More information about studying in the Netherlands:
Education: Please find this information on the left side of this page.
Accommodation: 4000 € per year
Food and personal care items: experience shows that to live and study in the Netherlands, students need between 300 and 400 € per month in addition to accommodation costs. The cheapest way to eat is to do your own cooking.
Other expenses: leisure, books, travel and other expenses. Bus tickets cost around €1.60 for a single fare in the city. You can consider buying a discount card for train tickets, which gives you 40% reduction in off-peak times. Many other discounts are offered to students by bars, restaurants, museums and cinemas.
If you are looking for a fellowship to sponsor your study at IHS then you have to take a number of steps. IHS will assist you in making it possible. Check whether you are eligible for the Nuffic Netherlands Fellowship Programme from here
Additional information about financing your studies:
In Holland, students usually have their own room. Depending on the house where you are staying you may have to share the shower, lavatory, kitchen and living room with other students. It is common for men and women to live together in a shared house.
It is advisable to check what bills are included in the rent, as this may have a large impact on your budget.
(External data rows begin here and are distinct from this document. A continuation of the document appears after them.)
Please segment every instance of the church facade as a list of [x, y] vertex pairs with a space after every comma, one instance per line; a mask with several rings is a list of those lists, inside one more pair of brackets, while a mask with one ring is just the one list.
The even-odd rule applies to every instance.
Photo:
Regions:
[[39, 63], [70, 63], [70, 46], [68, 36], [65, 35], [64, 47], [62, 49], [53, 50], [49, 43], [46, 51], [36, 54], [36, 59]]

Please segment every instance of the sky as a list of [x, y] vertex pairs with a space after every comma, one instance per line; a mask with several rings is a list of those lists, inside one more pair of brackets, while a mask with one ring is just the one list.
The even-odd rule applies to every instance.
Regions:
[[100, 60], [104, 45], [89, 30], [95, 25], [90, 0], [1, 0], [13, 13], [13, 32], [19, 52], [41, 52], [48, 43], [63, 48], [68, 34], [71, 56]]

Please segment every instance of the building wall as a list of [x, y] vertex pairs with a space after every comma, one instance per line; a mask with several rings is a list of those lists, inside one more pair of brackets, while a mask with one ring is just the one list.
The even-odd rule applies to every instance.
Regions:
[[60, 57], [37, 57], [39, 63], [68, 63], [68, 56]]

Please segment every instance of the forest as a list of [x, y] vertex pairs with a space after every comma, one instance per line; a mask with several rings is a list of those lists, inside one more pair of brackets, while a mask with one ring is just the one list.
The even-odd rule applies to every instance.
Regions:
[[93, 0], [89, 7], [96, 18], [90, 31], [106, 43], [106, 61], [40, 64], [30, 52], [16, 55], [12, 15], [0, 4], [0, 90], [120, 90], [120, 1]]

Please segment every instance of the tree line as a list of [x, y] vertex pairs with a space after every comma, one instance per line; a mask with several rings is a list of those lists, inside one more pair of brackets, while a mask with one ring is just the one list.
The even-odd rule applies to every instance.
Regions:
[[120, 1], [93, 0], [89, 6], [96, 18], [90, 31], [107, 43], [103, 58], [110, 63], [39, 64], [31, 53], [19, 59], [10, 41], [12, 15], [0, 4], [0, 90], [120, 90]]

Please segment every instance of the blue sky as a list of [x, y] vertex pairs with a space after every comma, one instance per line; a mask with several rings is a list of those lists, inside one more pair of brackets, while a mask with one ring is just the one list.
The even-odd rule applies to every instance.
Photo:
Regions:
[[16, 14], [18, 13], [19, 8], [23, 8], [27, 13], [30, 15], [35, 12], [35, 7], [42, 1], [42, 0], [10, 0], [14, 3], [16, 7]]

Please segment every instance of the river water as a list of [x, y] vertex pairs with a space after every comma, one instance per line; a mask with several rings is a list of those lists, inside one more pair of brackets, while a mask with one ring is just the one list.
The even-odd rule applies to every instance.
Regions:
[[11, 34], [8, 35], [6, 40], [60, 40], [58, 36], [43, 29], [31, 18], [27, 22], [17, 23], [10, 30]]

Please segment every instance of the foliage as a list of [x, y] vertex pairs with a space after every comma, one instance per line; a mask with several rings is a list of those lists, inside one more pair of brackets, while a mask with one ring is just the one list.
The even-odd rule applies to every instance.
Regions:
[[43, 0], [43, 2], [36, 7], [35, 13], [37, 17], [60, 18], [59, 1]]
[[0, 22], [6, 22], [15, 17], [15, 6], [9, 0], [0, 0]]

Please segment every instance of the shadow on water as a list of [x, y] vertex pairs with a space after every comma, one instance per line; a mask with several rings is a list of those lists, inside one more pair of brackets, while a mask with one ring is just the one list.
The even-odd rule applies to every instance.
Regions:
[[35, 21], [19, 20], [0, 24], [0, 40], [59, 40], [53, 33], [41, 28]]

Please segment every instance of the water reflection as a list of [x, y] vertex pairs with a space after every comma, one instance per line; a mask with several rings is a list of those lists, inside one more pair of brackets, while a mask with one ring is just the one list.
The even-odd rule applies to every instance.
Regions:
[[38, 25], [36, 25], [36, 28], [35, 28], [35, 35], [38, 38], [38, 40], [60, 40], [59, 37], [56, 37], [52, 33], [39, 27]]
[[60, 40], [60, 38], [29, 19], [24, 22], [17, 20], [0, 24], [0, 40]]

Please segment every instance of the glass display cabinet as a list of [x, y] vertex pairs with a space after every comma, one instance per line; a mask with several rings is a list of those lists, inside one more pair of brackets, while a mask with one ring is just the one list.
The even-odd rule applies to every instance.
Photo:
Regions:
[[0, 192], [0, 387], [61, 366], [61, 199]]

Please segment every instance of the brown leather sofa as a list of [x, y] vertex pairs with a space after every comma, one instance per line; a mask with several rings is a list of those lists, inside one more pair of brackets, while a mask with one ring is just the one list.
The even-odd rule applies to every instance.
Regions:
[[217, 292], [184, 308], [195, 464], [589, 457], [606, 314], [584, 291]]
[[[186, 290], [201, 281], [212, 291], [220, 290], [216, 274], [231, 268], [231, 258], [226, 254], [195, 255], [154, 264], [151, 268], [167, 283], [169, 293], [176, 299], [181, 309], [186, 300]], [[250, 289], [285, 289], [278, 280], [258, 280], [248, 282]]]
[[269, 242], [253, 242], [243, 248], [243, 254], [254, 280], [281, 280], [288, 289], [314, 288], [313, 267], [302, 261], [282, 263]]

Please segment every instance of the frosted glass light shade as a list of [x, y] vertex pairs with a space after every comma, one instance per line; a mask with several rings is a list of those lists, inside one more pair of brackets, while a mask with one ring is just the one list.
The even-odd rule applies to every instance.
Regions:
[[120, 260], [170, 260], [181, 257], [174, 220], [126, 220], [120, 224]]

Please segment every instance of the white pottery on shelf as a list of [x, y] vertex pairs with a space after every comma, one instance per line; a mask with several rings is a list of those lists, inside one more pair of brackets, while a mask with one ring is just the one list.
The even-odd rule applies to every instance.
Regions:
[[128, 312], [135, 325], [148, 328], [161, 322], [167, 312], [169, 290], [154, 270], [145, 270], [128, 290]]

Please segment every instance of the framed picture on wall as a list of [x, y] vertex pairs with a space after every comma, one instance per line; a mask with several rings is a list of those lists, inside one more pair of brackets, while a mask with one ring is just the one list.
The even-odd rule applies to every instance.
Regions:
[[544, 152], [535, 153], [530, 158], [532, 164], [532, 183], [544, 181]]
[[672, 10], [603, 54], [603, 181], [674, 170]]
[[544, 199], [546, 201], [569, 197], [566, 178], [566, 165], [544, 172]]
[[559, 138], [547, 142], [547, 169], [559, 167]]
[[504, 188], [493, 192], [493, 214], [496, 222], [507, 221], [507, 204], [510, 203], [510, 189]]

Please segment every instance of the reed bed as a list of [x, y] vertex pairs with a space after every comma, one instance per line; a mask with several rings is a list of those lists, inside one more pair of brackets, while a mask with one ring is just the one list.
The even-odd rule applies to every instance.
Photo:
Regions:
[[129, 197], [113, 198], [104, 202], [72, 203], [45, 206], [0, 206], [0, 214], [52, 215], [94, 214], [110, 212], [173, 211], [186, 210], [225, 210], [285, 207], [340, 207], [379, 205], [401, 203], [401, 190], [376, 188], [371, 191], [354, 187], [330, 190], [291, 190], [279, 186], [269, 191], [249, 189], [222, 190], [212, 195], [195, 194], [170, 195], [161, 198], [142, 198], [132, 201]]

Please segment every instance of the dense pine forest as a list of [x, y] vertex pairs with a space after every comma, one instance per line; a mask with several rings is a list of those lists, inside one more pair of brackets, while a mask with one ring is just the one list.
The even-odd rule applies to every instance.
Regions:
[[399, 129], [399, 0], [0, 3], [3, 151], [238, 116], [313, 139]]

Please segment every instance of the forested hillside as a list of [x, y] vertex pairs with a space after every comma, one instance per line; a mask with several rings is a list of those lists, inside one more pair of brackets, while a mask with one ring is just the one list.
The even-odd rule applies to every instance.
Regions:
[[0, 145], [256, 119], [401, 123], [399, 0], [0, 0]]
Some accommodations include gas, electricity, TV and internet in the rent, for others you are expected to pay them separately.
The website Studychoice.nl gives you information about average room rents in student cities. It also provides information about what quality to expect in which city.
Accommodation in IHS
IHS looks after housing for its course participants. IHS makes use of a hostel situated in a very central location, close to the Central train station of Rotterdam, at a walking distance from the city centre, shops, market and entertainments.
1) Weenapad hostel
The Weenapad hostel is the main accommodation of IHS with approximately 70 rooms in 3-person units with shared bathroom and kitchen facilities, plus a limited number of bigger single rooms at the ground floor with private bathroom and kitchen.
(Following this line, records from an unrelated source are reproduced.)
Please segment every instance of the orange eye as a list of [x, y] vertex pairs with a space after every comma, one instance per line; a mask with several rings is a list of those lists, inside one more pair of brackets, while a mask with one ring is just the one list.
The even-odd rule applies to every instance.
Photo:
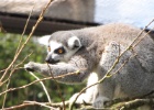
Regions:
[[51, 52], [51, 46], [47, 47], [48, 52]]
[[62, 53], [63, 53], [63, 50], [62, 50], [62, 48], [59, 48], [59, 50], [58, 50], [58, 53], [59, 53], [59, 54], [62, 54]]

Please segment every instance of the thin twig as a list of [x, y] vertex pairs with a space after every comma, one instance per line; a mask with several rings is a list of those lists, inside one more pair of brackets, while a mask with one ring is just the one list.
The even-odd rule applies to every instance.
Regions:
[[[6, 90], [8, 89], [9, 85], [10, 85], [10, 80], [8, 80], [8, 84], [7, 84]], [[2, 103], [2, 109], [4, 108], [6, 99], [7, 99], [7, 92], [4, 94], [3, 103]]]
[[64, 110], [65, 110], [65, 109], [66, 109], [66, 107], [65, 107], [65, 100], [64, 100], [64, 98], [63, 98], [63, 96], [62, 96], [62, 91], [61, 91], [59, 85], [58, 85], [57, 80], [54, 78], [54, 75], [53, 75], [53, 73], [52, 73], [51, 66], [50, 66], [48, 64], [47, 64], [47, 66], [48, 66], [48, 68], [50, 68], [51, 76], [53, 77], [53, 80], [55, 81], [55, 84], [56, 84], [56, 86], [57, 86], [58, 95], [59, 95], [59, 97], [61, 97], [61, 99], [62, 99], [63, 108], [64, 108]]
[[[36, 3], [36, 2], [35, 2], [35, 3]], [[32, 8], [32, 10], [31, 10], [31, 12], [30, 12], [30, 14], [29, 14], [29, 18], [28, 18], [28, 20], [26, 20], [26, 23], [25, 23], [25, 25], [24, 25], [24, 29], [23, 29], [23, 32], [22, 32], [22, 34], [21, 34], [20, 42], [19, 42], [18, 48], [16, 48], [15, 55], [16, 55], [16, 53], [18, 53], [19, 50], [20, 50], [20, 46], [21, 46], [21, 43], [22, 43], [22, 40], [23, 40], [23, 35], [24, 35], [24, 33], [25, 33], [25, 31], [26, 31], [26, 28], [28, 28], [29, 21], [30, 21], [30, 19], [31, 19], [31, 15], [32, 15], [32, 13], [33, 13], [35, 3], [34, 3], [34, 6], [33, 6], [33, 8]], [[14, 55], [14, 56], [15, 56], [15, 55]]]
[[[35, 77], [37, 80], [40, 80], [40, 78], [37, 76], [35, 76], [32, 72], [29, 72], [33, 77]], [[45, 85], [43, 84], [43, 81], [40, 81], [40, 84], [42, 85], [43, 89], [44, 89], [44, 92], [46, 94], [46, 97], [48, 99], [48, 102], [52, 103], [52, 100], [51, 100], [51, 97], [50, 97], [50, 94], [47, 92], [47, 89], [45, 87]]]
[[[54, 79], [59, 79], [59, 78], [64, 78], [64, 77], [69, 76], [69, 75], [78, 75], [78, 74], [79, 74], [79, 70], [74, 72], [74, 73], [66, 73], [65, 75], [61, 75], [61, 76], [54, 77]], [[10, 92], [10, 91], [23, 89], [23, 88], [26, 88], [26, 87], [29, 87], [29, 86], [35, 84], [35, 82], [44, 81], [44, 80], [48, 80], [48, 79], [53, 79], [53, 77], [46, 77], [46, 78], [43, 78], [43, 79], [40, 79], [40, 80], [34, 80], [34, 81], [32, 81], [32, 82], [30, 82], [30, 84], [26, 84], [26, 85], [23, 85], [23, 86], [20, 86], [20, 87], [9, 88], [9, 89], [7, 89], [7, 90], [0, 92], [0, 96], [2, 96], [2, 95], [6, 94], [6, 92]]]
[[[3, 73], [0, 82], [2, 82], [4, 76], [8, 74], [9, 69], [12, 67], [12, 65], [15, 63], [15, 61], [18, 59], [19, 55], [21, 54], [22, 50], [25, 47], [25, 45], [28, 44], [28, 42], [30, 41], [31, 36], [33, 35], [34, 31], [36, 30], [37, 25], [40, 24], [40, 22], [43, 20], [43, 15], [46, 11], [46, 9], [48, 8], [48, 6], [51, 4], [53, 0], [50, 0], [50, 2], [45, 6], [45, 8], [42, 10], [38, 20], [36, 21], [36, 23], [34, 24], [34, 26], [32, 28], [32, 31], [30, 33], [30, 35], [28, 36], [26, 41], [21, 45], [21, 48], [19, 50], [19, 52], [16, 53], [15, 57], [13, 58], [13, 61], [11, 62], [11, 64], [8, 66], [8, 68], [6, 69], [6, 72]], [[0, 85], [1, 86], [1, 85]]]

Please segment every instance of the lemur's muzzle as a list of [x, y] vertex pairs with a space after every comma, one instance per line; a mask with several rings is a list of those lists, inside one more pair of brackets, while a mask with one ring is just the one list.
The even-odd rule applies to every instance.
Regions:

The price is 410 euro per month.
2) Other accommodation
When all rooms in Weenapad are reserved IHS can sometimes provide accommodation in so-called "private houses" to accommodate students. These rooms are usually normal houses, with 4-6 rooms and sharing one or two bathrooms/kitchens depending on the size of the house.
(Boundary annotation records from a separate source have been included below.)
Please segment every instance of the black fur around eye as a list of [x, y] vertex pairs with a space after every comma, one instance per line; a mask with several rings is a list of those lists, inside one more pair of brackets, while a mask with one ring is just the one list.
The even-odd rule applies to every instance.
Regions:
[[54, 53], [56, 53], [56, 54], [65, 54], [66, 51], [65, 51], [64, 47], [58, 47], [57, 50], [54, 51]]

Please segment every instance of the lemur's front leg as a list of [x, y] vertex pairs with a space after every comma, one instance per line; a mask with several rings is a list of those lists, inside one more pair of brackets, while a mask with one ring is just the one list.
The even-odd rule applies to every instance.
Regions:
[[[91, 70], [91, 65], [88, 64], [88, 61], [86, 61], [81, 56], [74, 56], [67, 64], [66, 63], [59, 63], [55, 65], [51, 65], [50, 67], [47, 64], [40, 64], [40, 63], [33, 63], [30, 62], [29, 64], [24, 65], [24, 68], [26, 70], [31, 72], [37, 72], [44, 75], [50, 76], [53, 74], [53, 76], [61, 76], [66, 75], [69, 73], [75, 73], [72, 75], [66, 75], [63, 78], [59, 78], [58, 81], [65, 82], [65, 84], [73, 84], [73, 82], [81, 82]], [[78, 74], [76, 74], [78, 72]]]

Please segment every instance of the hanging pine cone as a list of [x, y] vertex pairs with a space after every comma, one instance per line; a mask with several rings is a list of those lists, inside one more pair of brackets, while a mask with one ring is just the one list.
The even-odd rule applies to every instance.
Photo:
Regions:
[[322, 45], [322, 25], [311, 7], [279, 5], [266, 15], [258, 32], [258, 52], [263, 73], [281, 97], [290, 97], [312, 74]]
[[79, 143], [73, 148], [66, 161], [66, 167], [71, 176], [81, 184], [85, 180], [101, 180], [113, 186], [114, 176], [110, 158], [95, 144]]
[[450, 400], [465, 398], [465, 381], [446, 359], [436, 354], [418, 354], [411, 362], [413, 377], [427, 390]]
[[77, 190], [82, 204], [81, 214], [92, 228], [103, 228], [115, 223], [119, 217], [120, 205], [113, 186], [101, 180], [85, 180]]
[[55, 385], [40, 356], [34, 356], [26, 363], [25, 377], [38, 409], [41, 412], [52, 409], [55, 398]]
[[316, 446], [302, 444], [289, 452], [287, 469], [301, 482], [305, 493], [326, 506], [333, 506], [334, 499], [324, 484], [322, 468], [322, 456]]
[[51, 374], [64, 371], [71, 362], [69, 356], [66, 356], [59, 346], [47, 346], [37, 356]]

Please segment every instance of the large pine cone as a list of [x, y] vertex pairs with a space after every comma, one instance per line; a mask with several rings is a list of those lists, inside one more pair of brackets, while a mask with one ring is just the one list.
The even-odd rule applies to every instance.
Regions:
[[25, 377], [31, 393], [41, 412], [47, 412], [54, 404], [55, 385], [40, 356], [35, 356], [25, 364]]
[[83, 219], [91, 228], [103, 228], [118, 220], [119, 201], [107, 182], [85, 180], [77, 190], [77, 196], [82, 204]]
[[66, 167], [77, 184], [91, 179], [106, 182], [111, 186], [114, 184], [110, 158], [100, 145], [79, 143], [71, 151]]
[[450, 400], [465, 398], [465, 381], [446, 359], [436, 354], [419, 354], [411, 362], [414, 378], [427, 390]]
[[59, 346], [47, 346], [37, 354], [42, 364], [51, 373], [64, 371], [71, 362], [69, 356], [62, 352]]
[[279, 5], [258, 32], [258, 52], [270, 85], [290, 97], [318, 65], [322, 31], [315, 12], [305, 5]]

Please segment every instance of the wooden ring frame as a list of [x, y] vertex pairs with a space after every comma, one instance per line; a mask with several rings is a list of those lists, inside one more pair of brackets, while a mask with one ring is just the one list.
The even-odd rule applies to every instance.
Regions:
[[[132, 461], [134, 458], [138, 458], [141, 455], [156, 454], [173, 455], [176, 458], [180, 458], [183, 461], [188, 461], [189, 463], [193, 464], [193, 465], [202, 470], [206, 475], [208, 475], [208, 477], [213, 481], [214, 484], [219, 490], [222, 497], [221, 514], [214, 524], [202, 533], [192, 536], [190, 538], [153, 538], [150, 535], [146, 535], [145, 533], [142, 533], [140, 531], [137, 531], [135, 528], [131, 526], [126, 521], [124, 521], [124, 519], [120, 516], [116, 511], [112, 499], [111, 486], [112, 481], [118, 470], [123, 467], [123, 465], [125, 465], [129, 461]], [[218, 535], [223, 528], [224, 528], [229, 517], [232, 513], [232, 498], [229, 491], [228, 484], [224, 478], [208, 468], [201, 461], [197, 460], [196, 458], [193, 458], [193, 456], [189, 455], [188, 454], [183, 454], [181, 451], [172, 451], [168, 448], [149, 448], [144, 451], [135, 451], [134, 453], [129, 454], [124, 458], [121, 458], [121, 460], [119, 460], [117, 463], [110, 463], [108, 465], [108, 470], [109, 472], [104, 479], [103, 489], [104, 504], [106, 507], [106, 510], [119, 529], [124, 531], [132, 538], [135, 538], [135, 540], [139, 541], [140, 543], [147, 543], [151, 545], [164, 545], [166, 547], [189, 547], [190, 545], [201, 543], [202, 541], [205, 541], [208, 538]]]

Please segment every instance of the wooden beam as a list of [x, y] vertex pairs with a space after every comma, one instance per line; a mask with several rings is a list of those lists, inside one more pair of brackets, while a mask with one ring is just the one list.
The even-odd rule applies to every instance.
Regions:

As an international student in Holland, you might want to take a part-time job, just as Dutch students do. Besides helping to cover your costs, a job can also give you useful work experience, allow you to participate in Dutch society and make it easier for you to learn the language.
Citizens from EU/EEA member states, do not need a residence permit in order to be allowed to work in the Netherlands but work permit is needed. Once you have been in the Netherlands for more than 3 months, you should register with the IND. For more information consult the IND website, http://www.ind.nl. On this website you will find a “residence wizard” through which you can find out about the rules for residency in the Netherlands for yourself.
Even if not directly needed, a residence permit can come in handy: sometimes employers ask for it before they enter into a contract with you, banks also ask for it when you open a bank account and other official institutions ask for this document as well. You may find a part-time job, but you have to keep in mind that you would not neglect your studies. 15-20 per week is maximum that a student should work. You should keep in mind to have at least 4 months’ money before arriving as it may be difficult to find a student job.
How do I find a part-time job?
The easiest way to find a job is through an employment agency, or uitzendbureau. Some agencies specialize in jobs for students. The student affairs office at the Dutch institution where you are enrolled can provide addresses or may even have their own job agency. Of course you can also respond to advertisements or search for a job on the Internet.